Military commanders, including retired Gen. Carter Ham, a former head of AFRICOM, have raised concerns about the potential for various regional terrorist groups to link up and their aspirations to strike beyond Africa.  Increasingly, U.S. policymakers are talking about terrorists in Africa posing a direct threat to the United States.  That was the justification for the twin operations Oct. 5, when special forces grabbed Abu Anas al-Libi, suspected of playing a role in the 1998 U.S. embassy bombings in Tanzania and Kenya, in the Libyan capital and an aborted mission to capture a senior al-Shabab leader from a coastal town in Somalia.

However, critics argue that viewing all regional groups as posing a common, universal threat is misguided.

“There seems to be an inability or a reluctance to acknowledge that the terrorism is not coordinated or uniform, but rather reflects the individual circumstances of where it takes place,” Campbell said.

Steve McDonald, a former foreign service officer who now serves as an Africa program director at the Wilson International Center for Scholars, says the U.S. should be investing more effort in developing trade partnerships and economic incentives for engaging in Africa, where investments lag when compared to other parts of the world.  Such efforts would help bring about more security over the long-term, he said.

“I don’t really see any kind of pivot to Africa,” McDonald said.  “My mantra is that while we have our global trade initiatives with Europe and Asia, we still don’t have any mechanism like that in Africa.  You have to pay attention to the terrorism piece, but that seems to be the only bell we hear, and when it rings, suddenly we’re engaged.”

While the U.S. has ramped up its military activities in Africa, the overall footprint still remains small when compared to its overseas presence in Asia and Europe.  For example, the U.S. troop presence on the entire continent of Africa is roughly equal to the 5,000 or so troops stationed in the tiny garrison town of Baumholder, Germany.  There is room to grow in Africa, as signaled by the recent rise of drone outposts and Africa-focused U.S. Marine and Army units that rotate around Africa.

But for now, the U.S. formula in Africa appears set:  More U.S. military training of regional militaries fighting extremists in places like Somalia and Mali; occasional U.S.-led strikes against high-level terror operatives; and a steady stream of drone surveillance.  That mode of operation will likely ebb and flow as threats materialize and fade.

The hard economic realities across much of Africa, more than anything else, could explain why there is no more expansive U.S. pivot on the near horizon.  While many African economies are growing, the scale of those markets is small when compared to traditional trade partners in Europe, Asia and even Latin America.

“Africa is still a hard sell,” said McDonald.  “The American businessman is very conservative and very risk averse.”

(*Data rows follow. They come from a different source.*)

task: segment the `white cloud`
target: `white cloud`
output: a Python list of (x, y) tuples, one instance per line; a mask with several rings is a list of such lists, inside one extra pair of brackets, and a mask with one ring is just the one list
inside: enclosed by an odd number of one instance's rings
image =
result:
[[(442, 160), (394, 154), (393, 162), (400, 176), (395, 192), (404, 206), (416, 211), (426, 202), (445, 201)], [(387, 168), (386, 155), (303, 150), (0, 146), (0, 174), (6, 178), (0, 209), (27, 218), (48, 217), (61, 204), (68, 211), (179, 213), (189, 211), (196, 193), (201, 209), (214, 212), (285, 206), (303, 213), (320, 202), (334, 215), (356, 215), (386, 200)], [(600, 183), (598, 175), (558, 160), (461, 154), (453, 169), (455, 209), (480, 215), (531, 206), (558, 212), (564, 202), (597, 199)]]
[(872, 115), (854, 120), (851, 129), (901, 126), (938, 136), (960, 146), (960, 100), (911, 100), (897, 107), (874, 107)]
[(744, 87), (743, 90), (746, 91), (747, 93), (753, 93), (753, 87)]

Still, numerous other nations are hard-charging into Africa.  China’s quest for resources in Africa has been well documented.  Brazil and India also have emerged as large players.  Even Turkey has gotten into the game, with its flagship airline operating flights into war-ravaged Somalia.

That has prompted some to ponder whether the U.S. is missing out in the scramble for footing in a rising Africa.

Campbell says while many African nations are on the upswing, the opportunities shouldn’t be overstated.

“Africa as a whole amounts to only two percent of world trade.  There’s not a huge incentive for getting involved,” Campbell said.  “I hear people saying we’re missing the boat in Africa.  It tends to imply there’s this great big boat to be missed.”

So, don’t look for a pivot toward Africa anytime soon, McDonald said.  “I think it’s going to take a generation,” he said.  “It will probably take 20 years before people start to look at Africa as even a normal place” for doing business.”